Other snippets come to me, too. Relatives arriving at the house. My friends coming over from New York, from elsewhere in the area, coming to comfort me in the days that followed, to do what friends do. I remember us sitting in the Arlington Diner and talking, just to get away from the house. Of Sheila hugging me, to offer me solace, out in front of our house. And my mother picking on that as something that would scandalize the neighbors, as if anyone actually gave a damn. Days later, returning to work, my summer job cutting grass on the New Jersey Turnpike, and the words of sympathy my co-workers offered me when I did. And there was the wake and the funeral and the burial.
One snippet is of a dream I had the month previous to my father’s death. I don’t recall exactly when the memory of the dream came to me, it might have been later that summer, but what I realized after the fact was that every detail of that dream came to pass in real life. The funeral home. My aunts. The street where the funeral home was located. I don’t know that I believe in prophetic dreams, but that dream foretold my father’s death and the events that would surround it. Later, my mother would tell of how, in the days preceding his death, my father told her he was having dreams of his own deceased mother, and he cried talking about her.
More snippets. Of painting rooms in our house in the weeks following my father’s death. I don’t know why this took on such importance, but repainting the dining room somehow became a priority. And then, in all the tumult, plans that Sheila and I had to attend the Woodstock Festival in August fell by the wayside, and when it finally happened, on August 15, 16, 17 and 18, I was driving with my family to bring my sister back to Illinois. I heard about the festival, with feelings of regret for having missed being there, on the car radio, and then later saw images of it on television as that historic gathering, for those days, became the second largest city in New York State.

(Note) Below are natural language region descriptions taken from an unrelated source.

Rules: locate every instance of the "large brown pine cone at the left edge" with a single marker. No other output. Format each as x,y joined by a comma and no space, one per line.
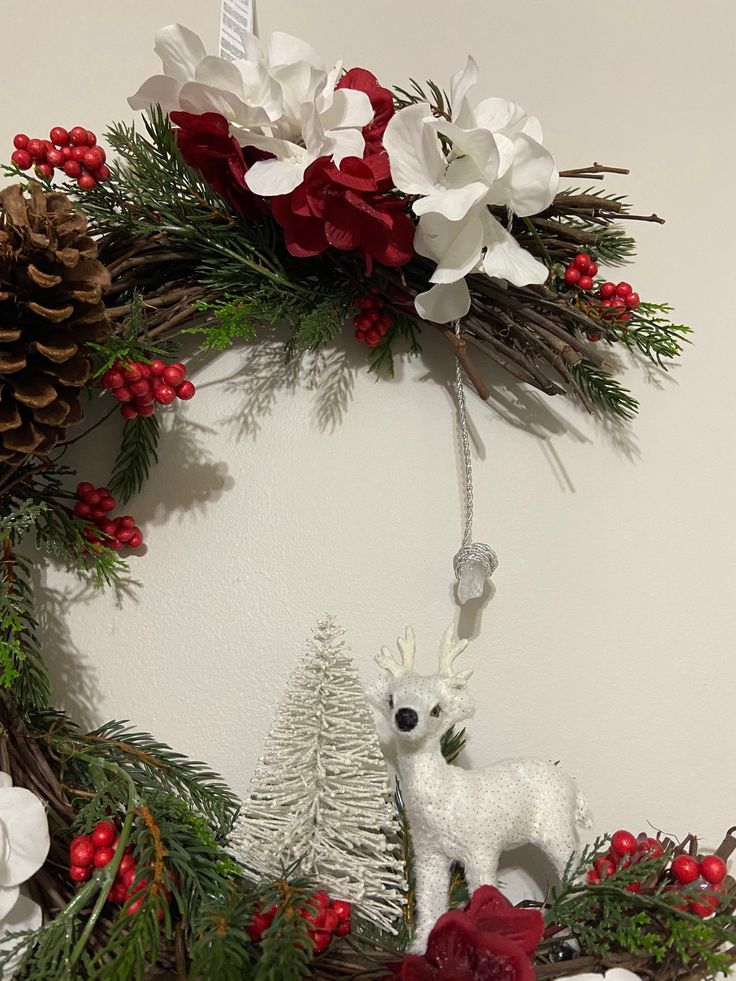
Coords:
51,285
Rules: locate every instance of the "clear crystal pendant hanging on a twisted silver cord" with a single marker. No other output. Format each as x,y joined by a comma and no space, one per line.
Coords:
475,562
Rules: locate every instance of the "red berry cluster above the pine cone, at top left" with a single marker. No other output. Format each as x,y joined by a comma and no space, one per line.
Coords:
74,151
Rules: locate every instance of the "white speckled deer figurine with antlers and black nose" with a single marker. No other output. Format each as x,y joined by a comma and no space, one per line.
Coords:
466,816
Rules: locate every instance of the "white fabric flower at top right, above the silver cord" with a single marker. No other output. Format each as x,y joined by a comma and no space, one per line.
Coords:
496,157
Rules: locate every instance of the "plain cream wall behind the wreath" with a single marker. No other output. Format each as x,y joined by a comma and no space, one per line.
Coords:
608,642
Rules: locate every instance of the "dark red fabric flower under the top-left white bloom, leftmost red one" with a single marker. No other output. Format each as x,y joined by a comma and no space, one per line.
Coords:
206,145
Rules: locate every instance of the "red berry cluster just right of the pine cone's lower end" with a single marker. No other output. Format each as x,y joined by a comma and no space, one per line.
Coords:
140,386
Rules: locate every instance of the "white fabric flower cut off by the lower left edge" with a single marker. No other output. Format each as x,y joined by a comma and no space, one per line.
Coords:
24,845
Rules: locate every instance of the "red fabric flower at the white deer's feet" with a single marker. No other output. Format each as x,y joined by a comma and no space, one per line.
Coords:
459,951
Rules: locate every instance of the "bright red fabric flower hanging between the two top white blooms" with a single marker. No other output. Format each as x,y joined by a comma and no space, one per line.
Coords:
347,207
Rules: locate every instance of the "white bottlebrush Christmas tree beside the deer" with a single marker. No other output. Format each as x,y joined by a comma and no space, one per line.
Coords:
320,796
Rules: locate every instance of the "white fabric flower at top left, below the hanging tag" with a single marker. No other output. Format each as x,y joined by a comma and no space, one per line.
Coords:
283,101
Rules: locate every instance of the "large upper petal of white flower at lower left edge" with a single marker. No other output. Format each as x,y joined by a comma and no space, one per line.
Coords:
24,821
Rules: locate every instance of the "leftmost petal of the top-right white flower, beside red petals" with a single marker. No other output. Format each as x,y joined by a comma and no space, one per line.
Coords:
417,162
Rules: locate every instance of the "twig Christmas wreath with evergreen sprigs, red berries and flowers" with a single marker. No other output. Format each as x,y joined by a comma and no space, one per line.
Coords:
276,191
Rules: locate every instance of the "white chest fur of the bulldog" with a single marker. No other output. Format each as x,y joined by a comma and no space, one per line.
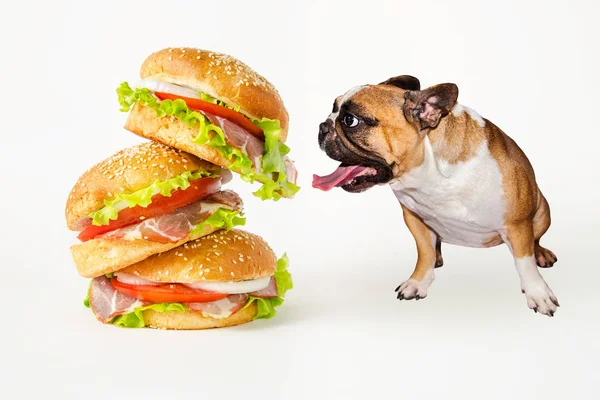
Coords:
463,203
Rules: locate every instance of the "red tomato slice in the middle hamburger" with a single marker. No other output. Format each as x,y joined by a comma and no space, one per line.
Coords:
160,205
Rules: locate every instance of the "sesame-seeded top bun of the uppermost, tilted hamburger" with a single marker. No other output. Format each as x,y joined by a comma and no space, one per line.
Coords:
220,76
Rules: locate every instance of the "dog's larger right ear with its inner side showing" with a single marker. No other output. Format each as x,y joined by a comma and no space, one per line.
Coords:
428,106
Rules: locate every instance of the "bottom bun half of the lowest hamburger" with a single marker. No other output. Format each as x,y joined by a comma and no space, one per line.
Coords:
194,320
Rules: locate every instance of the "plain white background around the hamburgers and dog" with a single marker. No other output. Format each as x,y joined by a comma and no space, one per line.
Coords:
529,66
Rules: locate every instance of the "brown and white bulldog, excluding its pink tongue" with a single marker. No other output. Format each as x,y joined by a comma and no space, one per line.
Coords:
457,176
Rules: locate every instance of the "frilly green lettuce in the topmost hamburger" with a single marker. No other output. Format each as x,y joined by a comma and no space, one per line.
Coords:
273,177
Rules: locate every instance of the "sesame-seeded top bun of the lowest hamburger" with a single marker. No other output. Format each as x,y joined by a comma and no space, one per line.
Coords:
225,256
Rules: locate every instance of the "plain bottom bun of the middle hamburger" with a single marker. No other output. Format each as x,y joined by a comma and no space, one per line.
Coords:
97,257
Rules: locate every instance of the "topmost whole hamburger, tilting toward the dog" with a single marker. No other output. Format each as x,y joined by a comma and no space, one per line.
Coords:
217,108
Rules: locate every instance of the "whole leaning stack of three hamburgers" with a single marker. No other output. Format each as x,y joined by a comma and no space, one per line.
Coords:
156,226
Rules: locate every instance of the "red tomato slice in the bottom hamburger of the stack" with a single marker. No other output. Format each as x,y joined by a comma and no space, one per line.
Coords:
168,293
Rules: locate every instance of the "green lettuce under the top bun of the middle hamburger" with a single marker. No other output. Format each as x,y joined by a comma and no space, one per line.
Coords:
143,197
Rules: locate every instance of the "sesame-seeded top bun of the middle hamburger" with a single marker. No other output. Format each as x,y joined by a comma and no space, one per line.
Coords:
127,171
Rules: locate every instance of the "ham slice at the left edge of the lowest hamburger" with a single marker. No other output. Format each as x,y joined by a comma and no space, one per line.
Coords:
107,303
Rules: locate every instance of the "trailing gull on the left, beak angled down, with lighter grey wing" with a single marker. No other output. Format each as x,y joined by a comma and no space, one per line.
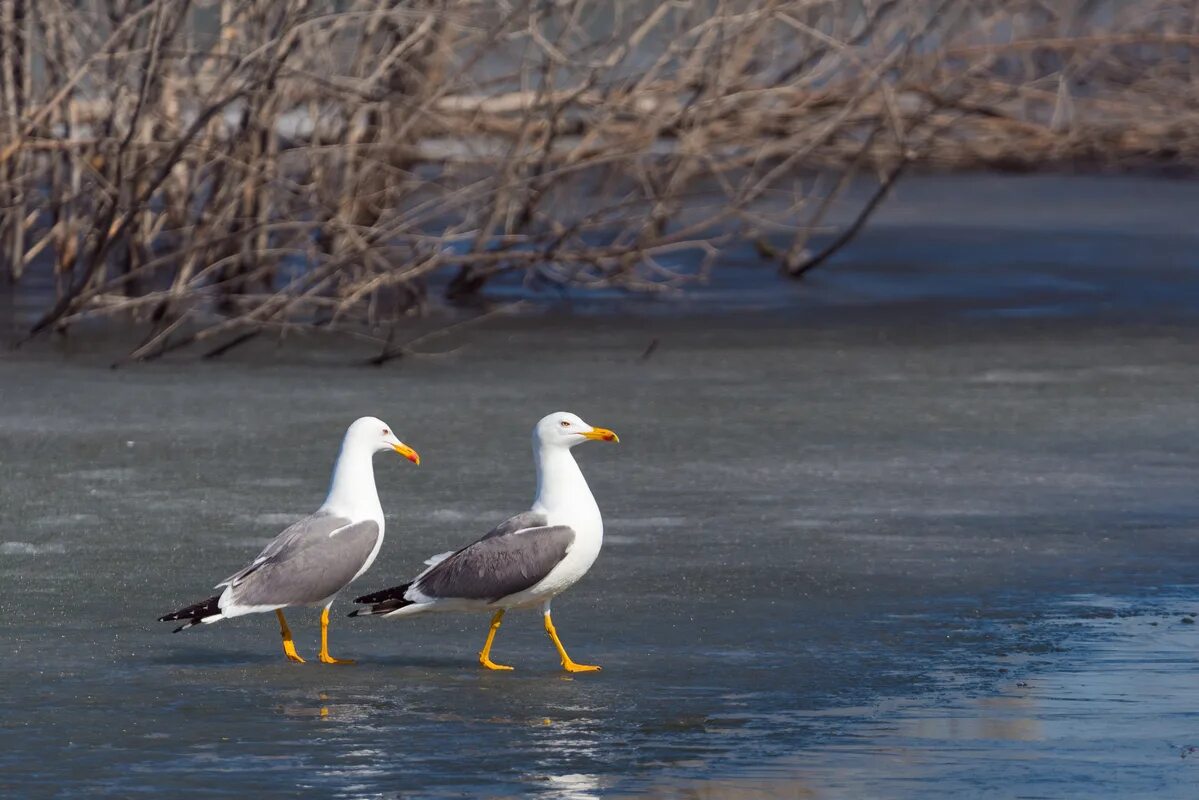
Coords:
320,556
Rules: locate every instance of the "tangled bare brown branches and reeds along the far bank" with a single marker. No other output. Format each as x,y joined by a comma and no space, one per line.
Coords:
218,171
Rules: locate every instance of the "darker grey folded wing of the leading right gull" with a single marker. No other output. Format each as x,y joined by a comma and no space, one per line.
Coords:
498,566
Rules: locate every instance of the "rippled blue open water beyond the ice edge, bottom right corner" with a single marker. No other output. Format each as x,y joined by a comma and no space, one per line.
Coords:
1095,713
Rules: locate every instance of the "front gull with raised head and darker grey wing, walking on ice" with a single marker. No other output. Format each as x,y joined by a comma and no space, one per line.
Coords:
525,562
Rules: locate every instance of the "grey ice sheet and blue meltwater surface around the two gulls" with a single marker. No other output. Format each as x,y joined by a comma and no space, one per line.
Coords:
918,554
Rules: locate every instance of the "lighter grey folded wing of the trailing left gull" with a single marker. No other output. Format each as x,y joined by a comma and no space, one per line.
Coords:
310,570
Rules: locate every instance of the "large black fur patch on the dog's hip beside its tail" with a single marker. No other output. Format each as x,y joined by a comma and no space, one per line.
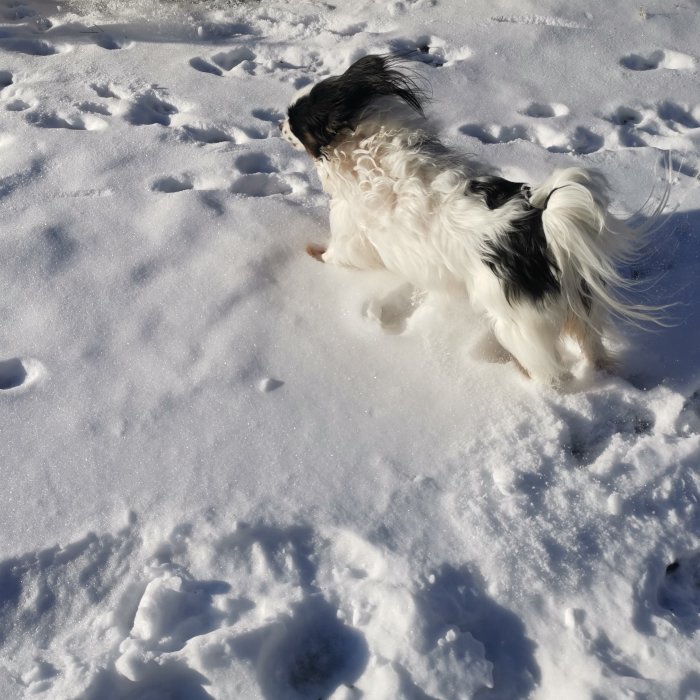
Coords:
521,261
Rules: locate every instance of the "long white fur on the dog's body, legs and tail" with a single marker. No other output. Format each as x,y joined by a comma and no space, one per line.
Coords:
398,203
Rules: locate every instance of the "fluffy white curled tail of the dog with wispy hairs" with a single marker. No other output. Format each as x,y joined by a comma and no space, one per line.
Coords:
590,246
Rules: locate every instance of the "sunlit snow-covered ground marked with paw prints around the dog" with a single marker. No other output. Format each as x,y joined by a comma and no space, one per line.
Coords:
229,471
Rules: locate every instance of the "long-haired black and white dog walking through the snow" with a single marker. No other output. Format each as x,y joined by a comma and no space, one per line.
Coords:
541,262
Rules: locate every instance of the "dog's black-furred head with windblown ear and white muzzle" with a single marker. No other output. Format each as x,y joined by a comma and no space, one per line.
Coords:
320,113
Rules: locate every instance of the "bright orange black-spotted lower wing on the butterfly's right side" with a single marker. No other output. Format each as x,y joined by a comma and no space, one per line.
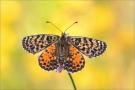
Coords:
75,61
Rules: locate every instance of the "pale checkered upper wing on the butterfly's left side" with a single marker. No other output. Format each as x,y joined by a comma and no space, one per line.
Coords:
36,43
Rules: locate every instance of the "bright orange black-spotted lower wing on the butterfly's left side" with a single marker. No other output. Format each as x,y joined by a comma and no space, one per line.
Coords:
48,59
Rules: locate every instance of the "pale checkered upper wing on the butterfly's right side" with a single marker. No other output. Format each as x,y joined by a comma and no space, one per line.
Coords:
88,46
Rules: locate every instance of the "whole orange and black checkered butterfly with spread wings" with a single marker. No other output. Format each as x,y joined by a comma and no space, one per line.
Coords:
63,52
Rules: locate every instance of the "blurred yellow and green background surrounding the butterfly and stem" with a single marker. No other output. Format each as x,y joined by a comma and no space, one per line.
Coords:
109,21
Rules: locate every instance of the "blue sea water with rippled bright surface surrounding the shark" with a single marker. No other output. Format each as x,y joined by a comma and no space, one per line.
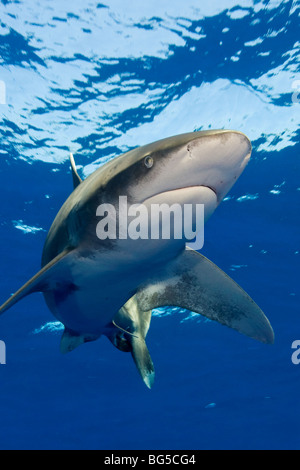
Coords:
99,79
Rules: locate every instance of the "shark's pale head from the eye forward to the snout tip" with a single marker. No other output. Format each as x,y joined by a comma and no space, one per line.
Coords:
198,167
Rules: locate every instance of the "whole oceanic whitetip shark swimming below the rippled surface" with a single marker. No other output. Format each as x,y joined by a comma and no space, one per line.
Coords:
109,287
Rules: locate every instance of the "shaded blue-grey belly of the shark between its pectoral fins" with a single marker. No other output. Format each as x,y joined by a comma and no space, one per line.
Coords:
96,287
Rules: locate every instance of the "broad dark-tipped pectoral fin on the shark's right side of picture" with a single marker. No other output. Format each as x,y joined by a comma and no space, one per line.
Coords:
195,283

Now it’s getting light out, fifty years later, on July 27, 2019. My father would be 106 had he lived, but of course, given his condition, even if he survived that day he probably would not be here today. My mother died 14 years ago this summer, 10 days before her 90th birthday. And today I review the snippets of a day, an event, a time that marked the beginning of the rest of my life.
Dad, I miss you. And more, I miss the times you never got to live.
The featured image is a photo of my father and mother on their honeymoon to Bermuda in 1939. I found it somewhere among family memorabilia.